Secondary structural change was evaluated in the presence different concentrations of SLS at pH 3.5 (Panel A) and pH 7.4 (Panel B). Far-UV CD spectra of myoglobin (0.2 mg ml−1) in the absence (-■-) and presence 0.05 mM (), 0.1 mM (), 0.7 mM (), 1.0 mM () and 1.5 mM () of SLS at pH 3.5. (Panel C) showed the aggregated spectra of myoglobin for more clarity.

Table 3

Percentage of secondary structure change of myoglobin estimated at different conditions by K2D2 software.

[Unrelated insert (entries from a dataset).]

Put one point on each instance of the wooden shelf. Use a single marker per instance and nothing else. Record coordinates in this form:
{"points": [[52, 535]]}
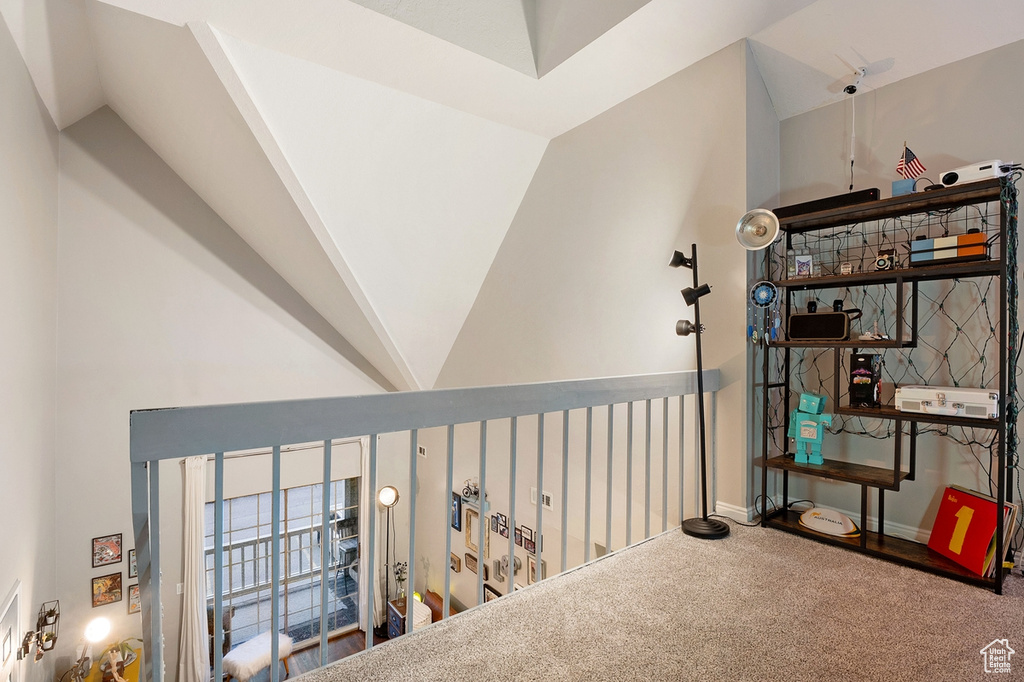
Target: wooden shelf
{"points": [[859, 343], [889, 412], [973, 268], [901, 551], [845, 471], [938, 200]]}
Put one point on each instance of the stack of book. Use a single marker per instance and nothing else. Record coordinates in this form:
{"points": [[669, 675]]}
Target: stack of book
{"points": [[965, 528]]}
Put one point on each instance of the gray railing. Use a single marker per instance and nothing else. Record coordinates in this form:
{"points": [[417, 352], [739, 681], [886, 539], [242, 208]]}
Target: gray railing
{"points": [[180, 432]]}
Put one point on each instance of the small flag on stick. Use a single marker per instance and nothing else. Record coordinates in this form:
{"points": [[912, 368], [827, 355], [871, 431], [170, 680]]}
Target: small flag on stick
{"points": [[909, 165]]}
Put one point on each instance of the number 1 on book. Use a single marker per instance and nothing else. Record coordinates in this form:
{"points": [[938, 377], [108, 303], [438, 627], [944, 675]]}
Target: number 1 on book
{"points": [[964, 516]]}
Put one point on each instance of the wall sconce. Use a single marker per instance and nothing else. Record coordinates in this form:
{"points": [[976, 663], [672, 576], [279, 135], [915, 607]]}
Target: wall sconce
{"points": [[45, 635]]}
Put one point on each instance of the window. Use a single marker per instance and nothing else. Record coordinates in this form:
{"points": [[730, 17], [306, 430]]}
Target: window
{"points": [[248, 567]]}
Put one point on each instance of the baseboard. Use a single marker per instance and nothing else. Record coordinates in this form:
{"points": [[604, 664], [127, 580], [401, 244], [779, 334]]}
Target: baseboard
{"points": [[741, 514]]}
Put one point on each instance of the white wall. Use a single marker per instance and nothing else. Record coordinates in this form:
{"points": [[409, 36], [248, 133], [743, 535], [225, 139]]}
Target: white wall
{"points": [[952, 116], [160, 304], [28, 307]]}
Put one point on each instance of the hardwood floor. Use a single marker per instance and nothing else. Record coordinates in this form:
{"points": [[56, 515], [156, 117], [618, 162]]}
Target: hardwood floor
{"points": [[308, 658]]}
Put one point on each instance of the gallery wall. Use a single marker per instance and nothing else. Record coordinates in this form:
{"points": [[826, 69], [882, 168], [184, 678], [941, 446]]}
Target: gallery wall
{"points": [[161, 304], [950, 117], [28, 345]]}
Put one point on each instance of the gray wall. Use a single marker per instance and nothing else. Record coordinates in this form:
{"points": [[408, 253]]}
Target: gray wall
{"points": [[958, 114], [581, 286], [28, 308]]}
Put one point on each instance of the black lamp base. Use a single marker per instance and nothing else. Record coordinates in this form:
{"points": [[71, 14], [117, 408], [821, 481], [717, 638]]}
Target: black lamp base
{"points": [[709, 528]]}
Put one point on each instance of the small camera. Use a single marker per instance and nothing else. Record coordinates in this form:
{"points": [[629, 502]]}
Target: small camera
{"points": [[886, 260]]}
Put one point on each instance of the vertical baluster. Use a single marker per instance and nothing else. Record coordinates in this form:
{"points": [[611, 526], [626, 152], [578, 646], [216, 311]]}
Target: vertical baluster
{"points": [[646, 467], [414, 437], [629, 474], [218, 564], [327, 544], [587, 500], [448, 525], [565, 488], [682, 457], [482, 515], [540, 496], [607, 506], [275, 564], [665, 465], [512, 473], [372, 546]]}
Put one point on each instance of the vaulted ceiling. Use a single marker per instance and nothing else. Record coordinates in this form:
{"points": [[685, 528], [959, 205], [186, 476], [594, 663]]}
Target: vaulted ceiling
{"points": [[375, 152]]}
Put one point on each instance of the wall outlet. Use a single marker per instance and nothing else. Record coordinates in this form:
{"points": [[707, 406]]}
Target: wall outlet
{"points": [[547, 498]]}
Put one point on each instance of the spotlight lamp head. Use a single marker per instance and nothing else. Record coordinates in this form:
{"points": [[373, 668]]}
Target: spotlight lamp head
{"points": [[690, 295], [388, 496], [679, 259], [685, 328]]}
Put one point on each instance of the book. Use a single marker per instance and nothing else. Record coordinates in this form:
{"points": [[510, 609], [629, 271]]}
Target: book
{"points": [[965, 528]]}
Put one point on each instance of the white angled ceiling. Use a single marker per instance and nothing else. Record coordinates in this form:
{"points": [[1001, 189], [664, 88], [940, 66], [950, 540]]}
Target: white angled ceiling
{"points": [[374, 152]]}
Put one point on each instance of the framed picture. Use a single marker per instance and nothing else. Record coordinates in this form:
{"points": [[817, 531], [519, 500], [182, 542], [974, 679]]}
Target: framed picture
{"points": [[105, 550], [105, 590], [472, 518], [457, 511], [531, 574], [489, 593], [134, 599]]}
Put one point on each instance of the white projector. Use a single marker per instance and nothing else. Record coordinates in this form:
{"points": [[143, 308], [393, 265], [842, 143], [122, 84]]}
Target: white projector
{"points": [[980, 171]]}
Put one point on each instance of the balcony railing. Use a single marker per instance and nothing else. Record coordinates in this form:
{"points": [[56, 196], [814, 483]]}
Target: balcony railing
{"points": [[605, 412]]}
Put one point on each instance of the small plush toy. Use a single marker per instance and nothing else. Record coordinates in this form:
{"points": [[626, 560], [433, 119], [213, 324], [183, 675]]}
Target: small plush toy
{"points": [[807, 426]]}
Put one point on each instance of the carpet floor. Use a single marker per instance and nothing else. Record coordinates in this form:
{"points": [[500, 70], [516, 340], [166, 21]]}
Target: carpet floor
{"points": [[760, 604]]}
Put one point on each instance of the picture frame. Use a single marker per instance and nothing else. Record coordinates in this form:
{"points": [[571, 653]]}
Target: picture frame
{"points": [[457, 511], [472, 518], [107, 590], [105, 550], [134, 599], [531, 574]]}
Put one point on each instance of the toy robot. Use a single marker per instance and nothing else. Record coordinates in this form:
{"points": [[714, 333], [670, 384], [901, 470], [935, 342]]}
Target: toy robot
{"points": [[807, 426]]}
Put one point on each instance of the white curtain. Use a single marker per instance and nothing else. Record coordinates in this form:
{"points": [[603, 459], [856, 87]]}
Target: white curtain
{"points": [[367, 507], [194, 649]]}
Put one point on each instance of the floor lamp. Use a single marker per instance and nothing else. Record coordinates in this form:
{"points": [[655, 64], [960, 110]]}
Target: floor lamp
{"points": [[388, 497], [700, 526]]}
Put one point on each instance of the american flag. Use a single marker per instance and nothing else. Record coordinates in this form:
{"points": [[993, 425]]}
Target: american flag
{"points": [[909, 166]]}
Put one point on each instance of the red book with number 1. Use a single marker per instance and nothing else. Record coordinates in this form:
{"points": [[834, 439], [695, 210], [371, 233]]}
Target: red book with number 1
{"points": [[964, 527]]}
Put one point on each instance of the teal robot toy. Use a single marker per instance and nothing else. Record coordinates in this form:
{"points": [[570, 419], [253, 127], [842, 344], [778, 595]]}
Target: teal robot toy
{"points": [[807, 426]]}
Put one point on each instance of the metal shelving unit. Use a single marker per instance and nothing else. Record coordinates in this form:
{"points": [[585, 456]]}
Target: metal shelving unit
{"points": [[849, 220]]}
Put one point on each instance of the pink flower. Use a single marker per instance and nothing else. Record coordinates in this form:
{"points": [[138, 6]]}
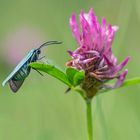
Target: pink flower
{"points": [[94, 54]]}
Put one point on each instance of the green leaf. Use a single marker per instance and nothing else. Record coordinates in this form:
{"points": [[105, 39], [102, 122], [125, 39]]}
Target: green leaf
{"points": [[75, 77], [78, 78], [53, 71]]}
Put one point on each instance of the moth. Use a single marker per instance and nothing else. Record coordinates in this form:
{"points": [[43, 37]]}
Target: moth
{"points": [[16, 78]]}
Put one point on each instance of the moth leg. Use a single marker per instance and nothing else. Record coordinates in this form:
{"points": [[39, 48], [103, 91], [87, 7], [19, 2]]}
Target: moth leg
{"points": [[38, 71]]}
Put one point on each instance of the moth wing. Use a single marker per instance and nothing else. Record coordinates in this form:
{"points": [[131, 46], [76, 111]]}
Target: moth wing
{"points": [[17, 68], [15, 85]]}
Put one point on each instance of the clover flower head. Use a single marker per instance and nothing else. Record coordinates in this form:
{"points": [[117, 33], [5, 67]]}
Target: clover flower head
{"points": [[94, 54]]}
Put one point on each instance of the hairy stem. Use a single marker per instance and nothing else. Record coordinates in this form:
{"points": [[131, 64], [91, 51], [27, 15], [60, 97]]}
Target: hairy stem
{"points": [[89, 120]]}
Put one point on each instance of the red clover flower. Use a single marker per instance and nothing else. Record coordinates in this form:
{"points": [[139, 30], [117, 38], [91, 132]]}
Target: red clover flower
{"points": [[94, 55]]}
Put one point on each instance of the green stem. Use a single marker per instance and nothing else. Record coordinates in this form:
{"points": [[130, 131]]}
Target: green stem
{"points": [[89, 120]]}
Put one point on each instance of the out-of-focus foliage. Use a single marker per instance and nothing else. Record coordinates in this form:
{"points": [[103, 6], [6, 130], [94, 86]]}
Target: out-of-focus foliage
{"points": [[41, 110]]}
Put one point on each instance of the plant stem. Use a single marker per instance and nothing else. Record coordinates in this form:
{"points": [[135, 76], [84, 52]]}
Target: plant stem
{"points": [[89, 119]]}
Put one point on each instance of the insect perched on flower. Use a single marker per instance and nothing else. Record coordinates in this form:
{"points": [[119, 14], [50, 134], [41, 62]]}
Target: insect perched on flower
{"points": [[94, 54], [22, 70]]}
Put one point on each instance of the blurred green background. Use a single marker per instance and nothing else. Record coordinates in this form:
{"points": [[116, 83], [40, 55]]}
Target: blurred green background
{"points": [[41, 110]]}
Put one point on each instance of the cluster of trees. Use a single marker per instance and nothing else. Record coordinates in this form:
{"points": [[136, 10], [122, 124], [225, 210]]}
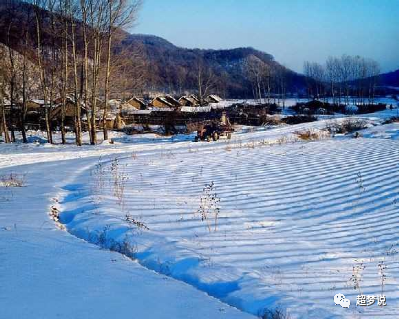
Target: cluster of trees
{"points": [[343, 78], [268, 79], [71, 42]]}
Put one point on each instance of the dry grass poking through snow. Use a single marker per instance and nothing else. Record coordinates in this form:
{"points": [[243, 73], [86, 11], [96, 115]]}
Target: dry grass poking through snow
{"points": [[12, 180]]}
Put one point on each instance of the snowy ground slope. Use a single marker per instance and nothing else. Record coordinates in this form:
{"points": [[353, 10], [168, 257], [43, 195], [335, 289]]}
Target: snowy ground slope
{"points": [[294, 218], [47, 273]]}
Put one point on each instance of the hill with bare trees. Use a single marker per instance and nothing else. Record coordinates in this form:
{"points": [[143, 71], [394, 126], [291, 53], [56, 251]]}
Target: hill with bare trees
{"points": [[146, 64]]}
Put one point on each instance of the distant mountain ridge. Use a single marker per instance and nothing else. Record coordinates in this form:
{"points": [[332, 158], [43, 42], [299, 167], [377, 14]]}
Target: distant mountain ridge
{"points": [[171, 64], [164, 67], [390, 79]]}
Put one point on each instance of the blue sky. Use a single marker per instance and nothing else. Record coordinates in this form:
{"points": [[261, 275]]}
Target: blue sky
{"points": [[291, 30]]}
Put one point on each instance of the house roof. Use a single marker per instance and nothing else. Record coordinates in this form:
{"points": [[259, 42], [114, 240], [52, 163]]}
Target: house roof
{"points": [[168, 100], [138, 100], [189, 99], [215, 98]]}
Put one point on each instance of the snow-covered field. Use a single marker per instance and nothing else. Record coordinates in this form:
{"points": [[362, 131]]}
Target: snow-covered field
{"points": [[284, 224]]}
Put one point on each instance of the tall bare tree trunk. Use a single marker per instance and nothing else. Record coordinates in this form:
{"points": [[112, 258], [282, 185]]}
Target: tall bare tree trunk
{"points": [[4, 127], [78, 123], [107, 75], [42, 75]]}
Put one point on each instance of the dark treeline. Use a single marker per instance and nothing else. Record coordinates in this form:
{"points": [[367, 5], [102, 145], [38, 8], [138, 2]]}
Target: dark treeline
{"points": [[342, 79], [62, 49]]}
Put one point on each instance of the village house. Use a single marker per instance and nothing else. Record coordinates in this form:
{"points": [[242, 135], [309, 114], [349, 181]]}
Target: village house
{"points": [[213, 99], [188, 101], [166, 101], [137, 103]]}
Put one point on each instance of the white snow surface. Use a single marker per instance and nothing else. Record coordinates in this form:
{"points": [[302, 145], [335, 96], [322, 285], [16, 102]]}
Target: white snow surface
{"points": [[295, 218]]}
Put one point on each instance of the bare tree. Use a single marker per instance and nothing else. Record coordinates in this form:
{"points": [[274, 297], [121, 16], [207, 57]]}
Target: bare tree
{"points": [[3, 84], [120, 13], [205, 80]]}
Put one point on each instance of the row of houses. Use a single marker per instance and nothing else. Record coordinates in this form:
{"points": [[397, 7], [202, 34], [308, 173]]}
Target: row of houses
{"points": [[35, 108], [168, 101]]}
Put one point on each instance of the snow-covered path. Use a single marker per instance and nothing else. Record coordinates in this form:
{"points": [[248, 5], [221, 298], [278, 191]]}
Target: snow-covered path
{"points": [[47, 273], [294, 221]]}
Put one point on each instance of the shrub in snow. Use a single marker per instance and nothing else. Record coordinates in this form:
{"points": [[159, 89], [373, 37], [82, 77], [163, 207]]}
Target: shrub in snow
{"points": [[12, 180], [209, 206], [276, 313]]}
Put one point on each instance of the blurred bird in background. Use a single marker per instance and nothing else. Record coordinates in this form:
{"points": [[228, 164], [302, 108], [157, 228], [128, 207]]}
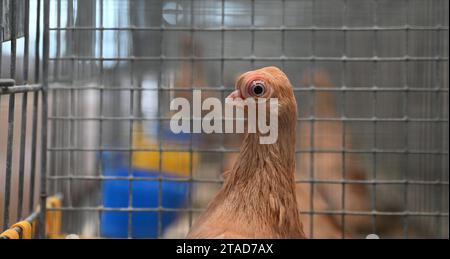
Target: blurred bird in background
{"points": [[329, 166]]}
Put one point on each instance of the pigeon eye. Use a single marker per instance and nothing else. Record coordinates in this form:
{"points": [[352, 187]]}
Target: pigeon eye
{"points": [[257, 88]]}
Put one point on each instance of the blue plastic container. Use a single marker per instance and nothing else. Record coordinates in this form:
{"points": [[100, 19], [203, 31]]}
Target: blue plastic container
{"points": [[114, 224]]}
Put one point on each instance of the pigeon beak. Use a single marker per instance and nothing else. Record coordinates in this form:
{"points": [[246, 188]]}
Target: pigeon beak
{"points": [[235, 94]]}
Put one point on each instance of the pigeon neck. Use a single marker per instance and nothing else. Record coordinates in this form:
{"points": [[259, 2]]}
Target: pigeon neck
{"points": [[262, 181]]}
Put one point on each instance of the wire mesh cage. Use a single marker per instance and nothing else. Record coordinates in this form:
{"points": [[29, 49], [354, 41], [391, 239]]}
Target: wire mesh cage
{"points": [[370, 78]]}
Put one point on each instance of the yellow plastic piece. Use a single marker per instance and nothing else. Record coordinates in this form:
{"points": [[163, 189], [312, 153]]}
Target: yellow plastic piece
{"points": [[175, 162], [53, 217], [26, 228], [10, 234]]}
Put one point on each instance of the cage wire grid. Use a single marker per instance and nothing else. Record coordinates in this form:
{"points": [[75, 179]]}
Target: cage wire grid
{"points": [[21, 107], [388, 64]]}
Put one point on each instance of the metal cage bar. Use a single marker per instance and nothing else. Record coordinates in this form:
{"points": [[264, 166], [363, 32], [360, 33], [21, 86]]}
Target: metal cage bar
{"points": [[21, 166]]}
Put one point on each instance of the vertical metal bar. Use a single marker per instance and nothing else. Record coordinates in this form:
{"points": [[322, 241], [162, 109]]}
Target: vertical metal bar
{"points": [[344, 115], [35, 109], [37, 42], [26, 28], [130, 142], [312, 122], [22, 153], [159, 121], [283, 33], [56, 64], [374, 107], [440, 85], [253, 33], [9, 154], [24, 111], [100, 127], [222, 67], [12, 97], [33, 151], [1, 36], [405, 114], [13, 27], [43, 195]]}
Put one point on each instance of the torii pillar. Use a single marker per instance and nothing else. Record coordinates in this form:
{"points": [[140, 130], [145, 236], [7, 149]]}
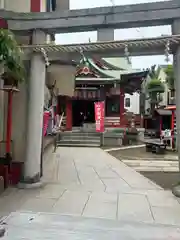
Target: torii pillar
{"points": [[35, 108], [176, 65]]}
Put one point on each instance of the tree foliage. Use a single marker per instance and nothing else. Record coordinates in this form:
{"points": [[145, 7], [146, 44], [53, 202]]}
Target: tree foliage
{"points": [[170, 77], [11, 56]]}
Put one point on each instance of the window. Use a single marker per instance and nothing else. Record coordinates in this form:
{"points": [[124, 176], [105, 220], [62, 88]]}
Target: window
{"points": [[127, 102]]}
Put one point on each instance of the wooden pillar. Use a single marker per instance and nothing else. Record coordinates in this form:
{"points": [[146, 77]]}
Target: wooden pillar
{"points": [[3, 23], [9, 123], [68, 114]]}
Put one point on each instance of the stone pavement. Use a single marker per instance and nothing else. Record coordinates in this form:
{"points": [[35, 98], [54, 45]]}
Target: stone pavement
{"points": [[151, 165], [89, 182]]}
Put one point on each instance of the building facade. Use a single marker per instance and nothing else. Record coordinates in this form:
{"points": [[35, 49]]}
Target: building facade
{"points": [[100, 80]]}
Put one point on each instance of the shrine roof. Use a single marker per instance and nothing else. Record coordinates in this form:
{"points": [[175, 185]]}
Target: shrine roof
{"points": [[132, 81], [104, 69]]}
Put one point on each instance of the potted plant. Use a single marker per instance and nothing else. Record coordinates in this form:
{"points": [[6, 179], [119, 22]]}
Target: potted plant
{"points": [[11, 61]]}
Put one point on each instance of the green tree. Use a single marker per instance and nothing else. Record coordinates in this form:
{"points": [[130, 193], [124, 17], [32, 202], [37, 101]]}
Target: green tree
{"points": [[170, 77], [154, 88], [11, 60]]}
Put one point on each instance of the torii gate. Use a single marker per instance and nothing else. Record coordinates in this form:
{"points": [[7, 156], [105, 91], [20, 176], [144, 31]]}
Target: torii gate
{"points": [[138, 15]]}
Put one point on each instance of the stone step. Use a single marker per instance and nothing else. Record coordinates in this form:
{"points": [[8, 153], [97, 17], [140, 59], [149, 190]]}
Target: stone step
{"points": [[42, 226], [82, 133], [61, 144], [80, 137], [79, 141]]}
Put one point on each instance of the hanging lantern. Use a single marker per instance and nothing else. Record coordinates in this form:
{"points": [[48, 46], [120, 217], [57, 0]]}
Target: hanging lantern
{"points": [[46, 59], [126, 53], [167, 51]]}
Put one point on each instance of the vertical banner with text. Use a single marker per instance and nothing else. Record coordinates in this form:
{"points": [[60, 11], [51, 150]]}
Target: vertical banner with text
{"points": [[99, 116]]}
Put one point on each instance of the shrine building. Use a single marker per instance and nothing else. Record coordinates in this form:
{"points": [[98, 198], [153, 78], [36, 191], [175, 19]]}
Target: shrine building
{"points": [[109, 80]]}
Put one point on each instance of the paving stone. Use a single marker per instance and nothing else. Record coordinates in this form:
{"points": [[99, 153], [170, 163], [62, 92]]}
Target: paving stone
{"points": [[148, 169], [116, 185], [51, 191], [166, 215], [38, 205], [134, 207], [170, 169], [71, 202], [162, 199], [102, 205]]}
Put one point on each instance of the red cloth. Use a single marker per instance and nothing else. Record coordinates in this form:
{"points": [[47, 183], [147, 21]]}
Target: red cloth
{"points": [[45, 122]]}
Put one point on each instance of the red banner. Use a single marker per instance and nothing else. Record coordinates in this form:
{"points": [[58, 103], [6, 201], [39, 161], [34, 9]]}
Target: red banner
{"points": [[45, 122], [99, 116]]}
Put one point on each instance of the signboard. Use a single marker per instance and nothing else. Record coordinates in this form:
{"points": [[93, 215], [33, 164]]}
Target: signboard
{"points": [[99, 116], [86, 94], [45, 122]]}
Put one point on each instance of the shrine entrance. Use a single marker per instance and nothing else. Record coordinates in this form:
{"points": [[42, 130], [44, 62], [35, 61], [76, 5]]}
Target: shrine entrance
{"points": [[82, 111]]}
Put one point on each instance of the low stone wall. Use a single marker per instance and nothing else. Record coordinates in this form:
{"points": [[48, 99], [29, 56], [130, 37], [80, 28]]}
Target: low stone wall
{"points": [[116, 138], [112, 139]]}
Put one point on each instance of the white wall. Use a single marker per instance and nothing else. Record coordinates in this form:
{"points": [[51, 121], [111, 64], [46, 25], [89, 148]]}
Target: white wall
{"points": [[134, 103], [18, 5]]}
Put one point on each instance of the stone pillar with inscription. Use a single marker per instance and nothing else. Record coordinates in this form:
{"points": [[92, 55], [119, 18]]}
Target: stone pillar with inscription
{"points": [[176, 65]]}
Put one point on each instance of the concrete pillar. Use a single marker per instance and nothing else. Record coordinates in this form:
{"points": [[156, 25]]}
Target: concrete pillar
{"points": [[62, 5], [176, 63], [35, 113], [105, 35], [68, 114], [1, 110], [122, 109]]}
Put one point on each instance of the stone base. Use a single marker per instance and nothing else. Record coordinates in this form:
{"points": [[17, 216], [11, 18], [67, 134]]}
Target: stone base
{"points": [[22, 185], [31, 182], [2, 231], [176, 191]]}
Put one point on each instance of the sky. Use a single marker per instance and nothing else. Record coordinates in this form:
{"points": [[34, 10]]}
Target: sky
{"points": [[120, 34]]}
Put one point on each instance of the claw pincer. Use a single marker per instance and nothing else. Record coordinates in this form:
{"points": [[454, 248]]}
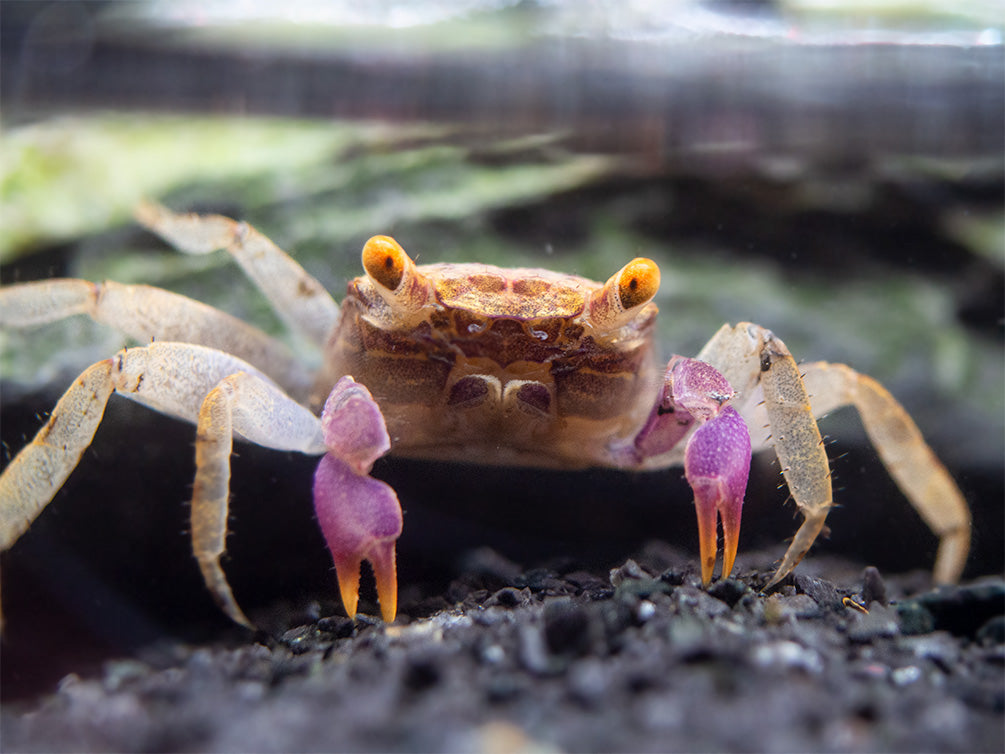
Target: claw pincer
{"points": [[717, 456], [359, 516]]}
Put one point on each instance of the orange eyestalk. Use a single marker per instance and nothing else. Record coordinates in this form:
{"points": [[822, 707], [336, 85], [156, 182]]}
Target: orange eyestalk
{"points": [[394, 275], [623, 296]]}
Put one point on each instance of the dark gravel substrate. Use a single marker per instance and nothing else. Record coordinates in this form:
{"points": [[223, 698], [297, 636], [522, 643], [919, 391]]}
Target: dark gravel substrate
{"points": [[558, 658]]}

S. no.	Conditions	pH 3.5		pH 7.4
		% α-helix	% β-sheet	% α-helix	% β-sheet
1	Myoglobin	74.41	2.43	78.32	1.97
2	Myoglobin + 0.05 mM SLS	74.41	2.43	78.39	1.98
3	Myoglobin + 0.1 mM SLS	73.53	2.43	79.78	1.12
4	Myoglobin + 0.7 mM SLS	43.65	8.43	81.32	1.42
5	Myoglobin + 1.0 mM SLS	37.54	10.45	82.98	1.21
6	Myoglobin + 1.5 mM SLS	50.17	12.43	82.34	1.41

Discussion

Sodium lauroyl sarcosinate (SLS) is a widely used surfactant especially during protein production. Evaluating the effect of SLS on proteins under different environmental conditions would not only help scientists to choose better conditions during protein production stages, but also would shed some light into the nature of interactions between SLS and proteins in general. Using multiple biophysical techniques like Rayleigh light scattering, ThT binding assay, and circular dischroism, different trends in terms of myoglobin aggregation and conformational stability were seen in the two conditions tested (pH 3.5 and 7.4). Myoglobin tended to loss its conformational stability and aggregate faster when incubated with high SLS concentrations in acidic conditions, however, in basic conditions under all SLS concentrations tested, negligible effects were seen in terms of aggregation induction and conformational instability were observed. The drastic effect of the presence of SLS in relatively high concentrations on myoglobin under acidic conditions could be explained by the induced electrostatic interactions between the negatively charged SLS head and positive myoglobin (resulting from protonated Lysines, Arginines, and Histidines). Such interactions would facilitate other interactions between the two to happen. Hydrophobic interactions, for example, would occur between SLS tail and myoglobin resulting in the disruption of the water layer covering the protein surface and exacerbate aggregation propensity. Similar type of behavior was discussed before using five different variants of serum albumin protein (human, bovine, porcine, sheep and rabbit) (Khan et al., 2014a, Khan et al., 2014ba,b). In this paper, these variants were incubated at pH 3.5 with three different types of negatively charged surfactants (sodium dodecyl sulphate (SDS), sodium dodecylbenzene sulfonate (SDBS) and sodium bis-(2-ethyl-1-hexyl) sulfosuccinate (AOT)). Light scattering was assessed and similar conclusions to ours were found. In another paper using human serum albumin, ThT binding assay was used to assess the influence of quaternary amine of rosin diethylaminoethyl ester (QRMAE) (Ishtikhar et al., 2015). The results concluded conformational destabilization with increasing concentration of QRMAE, similar to results presented in this paper.

Conclusion

In this study, we tried to assess the effect of increasing concentrations of sodium lauroyl sarcosinate on the colloidal and conformational stability of myoglobin using different biophysical techniques. Results were in agreement with each other and factors responsible for protein instability were primarily pH and SLS concentration. Acidic conditions were found to be strong inducers for conformational alterations and aggregation, whereas, at neutral conditions, increasing SLS concentration did not have any detectable effect on the protein. The driving forces for conformational alterations and aggregation were found to be electrostatic and hydrophobic in nature. Initial interactions through electrostatic forces are believed to be the rate-limiting step for the protein to aggregate.